À la veille d’appels anonymes à des rassemblements ce vendredi 8 août, l’organisation Shoaa for Human Rights, une ligue islamiste des droits de l’homme basée à Londres et proche de la mouvance Rachad, a publié un communiqué dans lequel elle dénonce une vague d’arrestations et de convocations opérées ces derniers jours en Algérie.
L’ONG affirme que plusieurs dizaines de citoyens, pour la plupart d’anciens détenus d’opinion et militants civils, ont été interpellés par les services de sécurité dans la capitale et d’autres grandes villes du pays.
Selon cette organisation fondée par d’anciens militants du Front islamique du salut (FIS) dissout, ces arrestations ont été motivées par des appels diffusés sur les réseaux sociaux en faveur de marches pacifiques ce vendredi. La majorité des personnes interpellées auraient été relâchées après avoir été contraintes de signer des engagements écrits à ne pas participer aux manifestations, une pratique que l’ONG qualifie de « violation flagrante » de l’article 52 de la Constitution algérienne, garantissant le droit à la manifestation pacifique.
Dans son communiqué, Shoaa for Human Rights fustige également le refus opposé par le ministère de l’Intérieur à une demande de partis politiques d’organiser une marche en soutien à la cause palestinienne. Le département ministériel aurait rejeté la requête en suggérant que les activités se déroulent dans des espaces fermés, au mépris, selon l’ONG, du caractère public des manifestations et de leur reconnaissance constitutionnelle.
« L’arrestation ou la convocation de citoyens, ou les pressions exercées pour les dissuader d’exercer leur droit à manifester pacifiquement, portent atteinte aux libertés publiques fondamentales », déplore l’organisation, qui voit dans ces pratiques un facteur aggravant du climat de tension et de méfiance entre les citoyens et les institutions étatiques.
L’ONG conclut son communiqué en appelant les autorités algériennes à « cesser immédiatement toutes les formes d’intimidation et de persécution » liées à l’expression d’opinions pacifiques, et à « garantir l’exercice effectif des droits fondamentaux, dont la liberté de manifestation et d’expression, sans représailles ni restrictions ».
Un climat sous surveillance
Ces alertes surviennent alors que les autorités algériennes adoptent une posture de plus en plus restrictive vis-à-vis des initiatives citoyennes perçues comme potentiellement subversives. Depuis le Hirak, les rassemblements non autorisés sont systématiquement interdits, et les appels à manifester sont souvent suivis d’arrestations préventives.
La tension est à son comble et une lame de colère sourde traverse en silence la société depuis de nombreux mois. Si les appels à descendre dans la rue ce vendredi restent pour l’instant non revendiqués par des acteurs politiques ou associatifs identifiés, leur diffusion sur les réseaux sociaux semble avoir suffi à provoquer une réaction sécuritaire anticipée.

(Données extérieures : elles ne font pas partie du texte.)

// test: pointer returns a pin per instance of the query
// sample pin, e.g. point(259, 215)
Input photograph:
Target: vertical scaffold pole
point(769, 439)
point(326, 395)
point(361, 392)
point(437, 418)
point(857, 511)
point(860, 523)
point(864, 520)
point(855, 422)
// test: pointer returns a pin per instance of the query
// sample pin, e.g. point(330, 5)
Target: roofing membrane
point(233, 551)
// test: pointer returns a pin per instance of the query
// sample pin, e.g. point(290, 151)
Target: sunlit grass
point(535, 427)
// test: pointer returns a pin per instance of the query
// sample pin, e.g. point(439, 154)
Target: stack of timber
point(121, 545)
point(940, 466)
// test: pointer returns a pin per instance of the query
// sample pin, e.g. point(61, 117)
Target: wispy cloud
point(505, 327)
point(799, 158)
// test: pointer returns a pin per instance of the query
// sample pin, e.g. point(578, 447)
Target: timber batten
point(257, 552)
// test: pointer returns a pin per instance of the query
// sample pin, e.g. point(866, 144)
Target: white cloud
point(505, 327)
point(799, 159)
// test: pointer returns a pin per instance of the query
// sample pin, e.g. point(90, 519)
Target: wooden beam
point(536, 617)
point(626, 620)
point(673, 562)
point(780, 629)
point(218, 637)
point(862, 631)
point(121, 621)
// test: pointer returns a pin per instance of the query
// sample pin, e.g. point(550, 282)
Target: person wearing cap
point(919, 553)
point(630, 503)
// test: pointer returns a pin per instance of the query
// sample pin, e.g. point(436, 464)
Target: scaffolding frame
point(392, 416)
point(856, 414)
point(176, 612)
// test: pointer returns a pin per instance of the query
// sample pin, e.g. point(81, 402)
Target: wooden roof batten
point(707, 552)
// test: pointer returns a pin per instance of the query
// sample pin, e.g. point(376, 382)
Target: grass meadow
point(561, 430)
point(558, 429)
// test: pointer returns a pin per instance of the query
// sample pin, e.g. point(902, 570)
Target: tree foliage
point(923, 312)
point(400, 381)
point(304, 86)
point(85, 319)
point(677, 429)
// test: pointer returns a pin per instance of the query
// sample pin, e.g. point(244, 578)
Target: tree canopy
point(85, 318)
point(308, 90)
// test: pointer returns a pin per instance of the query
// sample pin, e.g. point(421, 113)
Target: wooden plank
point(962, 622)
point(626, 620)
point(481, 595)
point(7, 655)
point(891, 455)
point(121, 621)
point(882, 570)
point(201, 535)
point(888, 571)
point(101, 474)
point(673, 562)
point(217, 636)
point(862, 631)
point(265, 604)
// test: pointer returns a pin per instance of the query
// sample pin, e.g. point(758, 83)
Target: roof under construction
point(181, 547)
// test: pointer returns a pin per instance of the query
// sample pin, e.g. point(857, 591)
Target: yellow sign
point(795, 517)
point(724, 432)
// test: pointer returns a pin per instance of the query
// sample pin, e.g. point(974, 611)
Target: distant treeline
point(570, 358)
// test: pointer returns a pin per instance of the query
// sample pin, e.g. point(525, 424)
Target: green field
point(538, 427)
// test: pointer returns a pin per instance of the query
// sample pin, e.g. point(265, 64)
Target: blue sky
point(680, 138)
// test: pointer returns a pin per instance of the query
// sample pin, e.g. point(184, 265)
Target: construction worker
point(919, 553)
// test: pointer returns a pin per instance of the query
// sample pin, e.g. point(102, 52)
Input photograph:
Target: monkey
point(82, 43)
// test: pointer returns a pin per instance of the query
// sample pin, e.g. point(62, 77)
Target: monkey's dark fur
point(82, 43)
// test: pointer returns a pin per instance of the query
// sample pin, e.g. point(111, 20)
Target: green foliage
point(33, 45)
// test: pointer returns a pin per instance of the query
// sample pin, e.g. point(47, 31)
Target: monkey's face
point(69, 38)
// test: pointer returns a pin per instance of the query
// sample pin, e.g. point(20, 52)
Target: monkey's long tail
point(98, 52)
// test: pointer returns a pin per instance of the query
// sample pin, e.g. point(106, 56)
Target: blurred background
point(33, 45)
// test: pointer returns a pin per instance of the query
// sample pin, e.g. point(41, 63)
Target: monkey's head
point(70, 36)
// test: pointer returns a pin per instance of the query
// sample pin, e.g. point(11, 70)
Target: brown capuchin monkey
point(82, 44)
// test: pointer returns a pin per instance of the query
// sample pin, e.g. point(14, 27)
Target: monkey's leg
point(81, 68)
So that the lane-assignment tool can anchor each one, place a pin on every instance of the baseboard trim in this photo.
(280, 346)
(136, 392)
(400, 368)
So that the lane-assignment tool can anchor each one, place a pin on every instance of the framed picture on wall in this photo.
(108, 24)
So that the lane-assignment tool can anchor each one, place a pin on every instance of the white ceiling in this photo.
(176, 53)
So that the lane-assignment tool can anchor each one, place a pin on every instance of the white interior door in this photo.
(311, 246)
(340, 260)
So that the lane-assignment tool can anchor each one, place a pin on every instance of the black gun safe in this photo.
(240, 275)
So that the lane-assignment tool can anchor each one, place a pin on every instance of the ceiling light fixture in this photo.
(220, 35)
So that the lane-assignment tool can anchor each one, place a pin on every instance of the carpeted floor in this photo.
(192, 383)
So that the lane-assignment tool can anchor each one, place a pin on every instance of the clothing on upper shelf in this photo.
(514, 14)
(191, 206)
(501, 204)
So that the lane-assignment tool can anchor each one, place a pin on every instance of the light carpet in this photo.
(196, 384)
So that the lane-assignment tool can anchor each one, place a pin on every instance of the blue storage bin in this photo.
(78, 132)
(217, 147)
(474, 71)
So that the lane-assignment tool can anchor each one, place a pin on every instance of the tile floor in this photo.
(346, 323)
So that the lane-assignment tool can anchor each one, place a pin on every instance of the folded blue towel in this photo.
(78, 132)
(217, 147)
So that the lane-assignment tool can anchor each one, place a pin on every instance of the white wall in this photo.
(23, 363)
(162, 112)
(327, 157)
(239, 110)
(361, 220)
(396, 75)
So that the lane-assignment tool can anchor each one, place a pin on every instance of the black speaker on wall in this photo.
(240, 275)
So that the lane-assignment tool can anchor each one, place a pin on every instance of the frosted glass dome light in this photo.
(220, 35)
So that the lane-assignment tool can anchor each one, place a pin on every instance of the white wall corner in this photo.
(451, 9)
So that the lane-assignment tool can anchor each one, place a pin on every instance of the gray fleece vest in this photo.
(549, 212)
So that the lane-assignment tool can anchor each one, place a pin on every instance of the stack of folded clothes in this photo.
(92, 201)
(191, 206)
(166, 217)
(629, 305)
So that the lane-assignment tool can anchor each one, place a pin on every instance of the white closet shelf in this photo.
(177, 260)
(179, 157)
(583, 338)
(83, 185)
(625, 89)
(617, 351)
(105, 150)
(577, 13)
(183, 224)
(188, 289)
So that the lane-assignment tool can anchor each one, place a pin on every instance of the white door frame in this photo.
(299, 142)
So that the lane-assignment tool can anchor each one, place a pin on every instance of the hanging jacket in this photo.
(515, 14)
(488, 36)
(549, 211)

Reste une question essentielle : pourquoi ces appels à manifester émergent-ils précisément maintenant, et à qui profitent-ils ? Qui a intérêt à les relayer dans ce contexte particulier ?
Ces appels anonymes à manifester interviennent quelques jours seulement après le discours offensif du général d’armée Saïd Chanegriha, chef d’état-major de l’ANP et ministre délégué à la Défense nationale (80 ans). Dimanche dernier, à l’occasion de la célébration de la Journée nationale de l’Armée nationale populaire, le haut gradé s’est exprimé devant des militaires et les familles de victimes du terrorisme. Dans une allocution à forte charge symbolique, il a réaffirmé l’engagement indéfectible de l’ANP en faveur de l’unité nationale et de la lutte contre le terrorisme, rendant un hommage appuyé aux anciens moudjahidines ainsi qu’aux « enfants fidèles de la patrie » ayant affronté, selon ses termes, « le terrorisme barbare » avec « vigueur et bravoure ».
Le général-major Saïd Chanegriha a souligné que ces sacrifices ont permis de déjouer les plans de « destruction du pays » et insisté sur le rôle central de l’ANP, héritière de l’Armée de libération nationale (ALN), dans la défense de l’État républicain et de ses institutions.
Dès lors, une question s’impose : ces appels à manifester, relayés sur les réseaux sociaux sans porteur officiel identifié, sont-ils une réaction à ce discours martial ? Ont-ils pour objectif de tester la capacité de mobilisation citoyenne ou, au contraire, de provoquer une réponse sécuritaire prévisible ? Le flou autour de leurs origines ne fait qu’accentuer les interrogations sur les intentions réelles et les enjeux politiques sous-jacents.